La definición de la vida

La vida puede definirse como el estado de un cuerpo en el que este, pese al constante cambio de la materia, mantiene en cada momento su forma esencial (sustancial).1
Que el nacimiento y la muerte han de entenderse como pertenecientes a la vida y sustanciales para la manifestación de la voluntad se deduce también por el hecho de que ambos se nos presentan como expresiones más potentes y elevadas de cuanto constituye, por lo demás, el resto de la vida. Pues a carta cabal esto no es otra cosa que un constante cambio de la materia bajo la firme permanencia de la forma, y precisamente ello conforma el carácter perecedero de los individuos enmarcado dentro de lo imperecedero de la especie. La constante alimentación y reproducción se distingue únicamente por una cuestión de gradación de la procreación, al igual que solo en cuanto a gradación se distingue la excreción [segregación] de la muerte.2
Pero precisamente queremos considerar la vida filosóficamente, a saber, en función de sus ideas; y entonces veremos que ni la voluntad, la cosa en sí en todas sus manifestaciones, ni el sujeto del conocimiento, el observador de todos los fenómenos, se ven afectados de manera alguna por el nacimiento o la muerte.
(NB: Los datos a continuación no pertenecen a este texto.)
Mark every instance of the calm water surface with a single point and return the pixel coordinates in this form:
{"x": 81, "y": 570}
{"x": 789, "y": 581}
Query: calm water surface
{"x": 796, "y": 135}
Nacimiento y muerte son algo característico del fenómeno de la voluntad, es decir, de la vida, y es esencial para ella el hecho de poder manifestarse mediante individuos que nazcan y mueran en cuanto figuras efímeras, surgidas como formas temporales, representantes de aquello que en sí no conoce temporalidad alguna, aunque precisamente haya de representarse así para lograr objetivar su propia esencia.3
Igual que las vaporizadas gotas de la rugiente cascada cambian a la velocidad del relámpago, mientras que el arco iris, del cual son portadoras, se mantiene con calma imperturbable y del todo inalterado a pesar de esta agitación permanente, así permanece cada idea, es decir, cada especie de los seres vivos, completamente inafectada por el constante cambio experimentado por sus individuos. Pero es en la idea, o la especie, donde la voluntad de vivir hunde realmente sus raíces y se manifiesta: de ahí que su duración sea lo único que a la voluntad le importe de verdad. Por ejemplo, los leones que nacen y mueren son como las gotas de la cascada; pero la leonitas, la idea o forma del león, es como el inconmovible arco iris que se tiende encima de ella. De ahí que Platón concediera únicamente a las ideas, es decir, a las species, a las especies, un ser en sentido propio, mientras que a los individuos tan solo una inagotable sucesión de nacimientos y muertes. De la profunda convicción de su carácter imperecedero nace en realidad también la seguridad y tranquilidad de ánimo con las que cada individuo animal y asimismo humano anda despreocupado por entre un mar de escollos azarosos que podrían exterminarlo en cualquier momento y, además, justo en dirección a la muerte. En sus ojos brilla entretanto la tranquilidad propia de la especie, pues en calidad de especie ninguna extinción lo afecta ni le incumbe realmente. Esta clase de tranquilidad no podrían proporcionársela al hombre los dogmas cambiantes e inseguros.4
¿Cómo puede alguien, al contemplar la muerte de un ser humano o animal, suponer que una cosa en sí misma quede convertida en nada? Que más bien encuentra su final tan solo un fenómeno en el tiempo, esa forma de todos los fenómenos, sin que la cosa en sí misma se vea afectada: esto es un conocimiento intuitivo inmediato en cada hombre. De ahí que, en todos los tiempos, el ser humano se haya esforzado por expresar esta idea de las formas más variadas y con las fórmulas más diversas, las cuales, no obstante, derivadas del fenómeno, en su sentido más íntimo todas ellas se refieren a este mismo. [...]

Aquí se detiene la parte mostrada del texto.